The Cairo Effect
Last month, we read about the two-day event in Cairo. Here one of the protagonists tells us what thoughts the Meeting provoked in the media and in the Arab world.Last month, we read about the two-day event in Cairo. Here one of the protagonists tells us what thoughts the Meeting provoked in the media and in the Arab world. A place where everything is an obsessive search for a hidden agenda has exploded with questions. One sure thing has emerged: “Values need flesh.”
Often the Arab mass media are marked by self-proclaimed omniscience, in particular about the secret maneuvers and the hidden agenda of the West. In fact, according to them, Westerners do nothing for the love of God or of humanity. The defense of human rights, freedom of expression, freedom of religion, and democracy are considered only a cover for the West’s economic and political ambitions. This long list of values is seen merely as a Trojan horse to penetrate Arab-Islamic society, destroy values and tradition, and disfigure its identity. For this reason, the question “Why?’ is never asked, except to raise doubts about purposes and intentions.
The question “Why?” asked of the organizers and guests of the Cairo Meeting, instead, was of a different kind. It was a sincere expression of surprise and curiosity–no longer a means for investigating causes and purposes but an instrument for knowledge and understanding of people. Why is Marco Bersanelli Marco Bersanelli? Why is Emilia Guarnieri Emilia Guarnieri? Why do they take upon themselves the fatigue and costs of this journey just to tell us that they love us?
Who are the pharmacist Ayman Salah, the bank accountant Mohammed Qasim, the communications engineer Mary Matta, and scores of other volunteers of all ages and varied professions? How is it possible that we have never seen them before? Why were we unaware of their existence? Was it really they who organized this great event? Where did this love and enthusiasm for encountering the other come from, in a society that suffers from confessional fanaticism? How did these young people pass from the role of spectators to that of protagonists?
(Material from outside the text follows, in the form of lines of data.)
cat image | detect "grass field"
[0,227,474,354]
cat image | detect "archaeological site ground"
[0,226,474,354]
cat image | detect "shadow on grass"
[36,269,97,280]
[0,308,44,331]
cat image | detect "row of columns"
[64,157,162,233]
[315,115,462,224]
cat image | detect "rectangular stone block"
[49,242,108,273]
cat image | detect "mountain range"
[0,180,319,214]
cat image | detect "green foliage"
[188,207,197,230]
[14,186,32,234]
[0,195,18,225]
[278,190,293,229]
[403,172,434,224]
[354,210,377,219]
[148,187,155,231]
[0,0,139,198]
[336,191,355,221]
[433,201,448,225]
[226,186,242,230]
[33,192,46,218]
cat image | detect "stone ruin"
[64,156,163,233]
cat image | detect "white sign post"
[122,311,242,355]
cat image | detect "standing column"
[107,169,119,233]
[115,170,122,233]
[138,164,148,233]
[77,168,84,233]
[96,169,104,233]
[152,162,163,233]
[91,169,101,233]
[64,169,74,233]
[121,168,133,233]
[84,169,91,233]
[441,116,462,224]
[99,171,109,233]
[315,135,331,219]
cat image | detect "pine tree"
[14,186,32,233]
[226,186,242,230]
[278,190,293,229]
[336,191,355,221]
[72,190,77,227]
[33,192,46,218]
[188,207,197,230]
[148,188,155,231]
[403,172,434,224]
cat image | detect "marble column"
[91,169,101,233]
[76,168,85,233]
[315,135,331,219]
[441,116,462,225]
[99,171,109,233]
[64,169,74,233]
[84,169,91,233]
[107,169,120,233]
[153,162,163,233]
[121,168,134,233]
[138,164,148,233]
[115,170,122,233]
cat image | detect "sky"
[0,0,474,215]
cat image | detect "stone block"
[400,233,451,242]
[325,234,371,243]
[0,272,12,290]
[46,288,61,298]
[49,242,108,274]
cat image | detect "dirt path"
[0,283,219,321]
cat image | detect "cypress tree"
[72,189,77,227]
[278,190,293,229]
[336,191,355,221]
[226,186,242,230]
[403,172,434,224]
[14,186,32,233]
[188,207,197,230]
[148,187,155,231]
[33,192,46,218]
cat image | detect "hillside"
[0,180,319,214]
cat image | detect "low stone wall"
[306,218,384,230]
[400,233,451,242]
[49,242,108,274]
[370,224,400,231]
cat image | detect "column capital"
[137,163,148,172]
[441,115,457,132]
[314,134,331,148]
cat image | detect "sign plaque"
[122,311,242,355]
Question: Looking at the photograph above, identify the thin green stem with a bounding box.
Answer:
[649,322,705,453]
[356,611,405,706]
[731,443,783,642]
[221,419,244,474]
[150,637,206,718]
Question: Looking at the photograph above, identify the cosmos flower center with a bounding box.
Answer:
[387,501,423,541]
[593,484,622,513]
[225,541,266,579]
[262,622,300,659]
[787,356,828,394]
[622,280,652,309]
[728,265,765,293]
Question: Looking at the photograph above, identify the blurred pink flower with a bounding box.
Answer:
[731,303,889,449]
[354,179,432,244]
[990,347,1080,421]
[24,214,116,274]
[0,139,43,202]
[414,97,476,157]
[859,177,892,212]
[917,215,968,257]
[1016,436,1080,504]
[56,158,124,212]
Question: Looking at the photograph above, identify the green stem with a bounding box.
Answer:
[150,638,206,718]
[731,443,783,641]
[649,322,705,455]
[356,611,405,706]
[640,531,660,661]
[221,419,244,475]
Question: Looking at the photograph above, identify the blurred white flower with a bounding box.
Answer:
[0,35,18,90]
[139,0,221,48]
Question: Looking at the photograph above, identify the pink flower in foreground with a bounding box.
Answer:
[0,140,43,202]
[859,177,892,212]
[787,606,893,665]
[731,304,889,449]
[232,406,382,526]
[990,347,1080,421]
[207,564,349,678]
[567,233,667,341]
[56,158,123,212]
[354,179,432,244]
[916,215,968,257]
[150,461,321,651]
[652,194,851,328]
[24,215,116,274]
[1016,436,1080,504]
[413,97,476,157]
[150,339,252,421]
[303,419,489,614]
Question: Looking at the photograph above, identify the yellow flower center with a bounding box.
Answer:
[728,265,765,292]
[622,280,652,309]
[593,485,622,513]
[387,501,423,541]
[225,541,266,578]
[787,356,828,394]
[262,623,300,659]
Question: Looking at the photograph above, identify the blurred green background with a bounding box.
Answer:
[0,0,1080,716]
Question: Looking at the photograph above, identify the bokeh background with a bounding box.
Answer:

How could they work together in complete harmony–Christians of different confessions (Catholic, Orthodox, and Protestant), and Muslims of different orientations, from the Movement for Peace of Suzanne Mubarak to the Muslim Brothers, to al-Azhar?
These are some of the questions–recurring in the Egyptian mass media–that followed the event, with 37 newspaper pages in various Egyptian dailies and more than four hours on government and private television channels.
“I feel I’m important.” To my mind, these questions are the greatest success achieved by the Meeting of Cairo, because they express a moment of awakening of consciousness, a moment of discovery of oneself and of reality. A few months before the Meeting, when I was establishing contacts and began doing conferences to present the Meeting of Cairo, explaining the experience that pushed us toward this initiative, I spent most of my time answering countless questions, and every answer of mine was followed by more than one question. So when they asked me what was needed to participate in the Meeting, I said, “All you need is precisely the curiosity you’re overflowing with!”
Some volunteers, in the interviews following the Meeting, declared: “For the first time, I feel like I’m an important person who can influence reality.” “I don’t know what I’ll do now. I can’t return to my life of before. I don’t want to return to living on the edges of life.” After the Meeting, many young people understood they had participated not for the sake of dialogue and “showing the civilization of the Egyptians,” but in response to an intimate need of their own, the most important symptoms of which were curiosity and questioning.
During the Meeting, when I announced the homage to Fr. Christian Van Nispen [the Dutch Jesuit who dedicated his life to the study of the Koran and relations with Islam], a storm of applause broke out in the room. After the Meeting, there were incessant phone calls asking about him and his books. I was amazed, given that the Church and al-Azhar often organize events of the kind, but they never receive such a level of interest. So why did Fr. Christian draw all this attention? I understood once again that the abstract values advocated by the diplomacy of dialogue between al-Azhar and the Church need a body, a person.
I learned a great deal working for the Meeting of Cairo. But the most important thing I learned about myself is that all I believe in I experienced in the relationship with someone. There are no abstract human values, because if they are human they are not abstract. Truth is not truth unless it is incarnate, because every truth is a person, and every person is a truth.